Not all fun and games

Latrobe Community Health Service. file photo

Latrobe Community Health Service. file photo

Latrobe Community Health Service and the Institute of Games hosted a Youth and Gaming Forum in Morwell on Tuesday evening discussing the impacts of gaming on young people and its links to gambling.

Gaming expert and Institute of Games director Steven Dupon was the guest speaker and discussed practical tips parents, teachers and carers could use to positively manage the potential effects of gaming on young people.

LCHS gamblers help community education officer Ashlea King said while numbers were a little low, a number of people travelled from other shires, including Wellington and Baw Baw, to attend.

Participants included parents, carers, teachers and a school counsellor.

"The session was quite informal with lots of discussion trying to address issues (participants) were experiencing," Ms King said.

"Steven was really looking at the issues around gaming in this changing environment and the links between gambling and gaming."

The Victorian Commission for Gambling Regulation statistics show that between July 2016 and June 2017, Latrobe City gamblers lost a total net expenditure of more than $36 million.

The statistics show in regional Victoria, Geelong, Ballarat and Bendigo spent more on poker machine gambling in this period.

However, population figures obtained from each council's website showed gamblers in each region spent about the same amount per capita.

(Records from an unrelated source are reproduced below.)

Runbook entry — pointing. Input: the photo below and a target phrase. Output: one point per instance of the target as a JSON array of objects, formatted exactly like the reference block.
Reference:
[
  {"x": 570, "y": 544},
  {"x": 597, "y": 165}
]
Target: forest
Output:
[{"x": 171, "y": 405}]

"The issues surround gambling and gaming are not unique to the Latrobe Valley... but the reason I brought Steven down was because he provided relevant, in depth information as to why gaming is on of the many things that push young people to gambling."

Digital Australia reports that 96 per cent of children aged between six and 15 engage in some form of gaming on a regular basis.

"With thousands of free apps and video games that mimic gambling readily available online, it is becoming harder to tell the difference between gambling and digital games," Ms King said.

"In addition, many games are set up with false odds that give players the impression it's easy to win. This normalises gambling and young people are under the false impression there is minimal risk involved."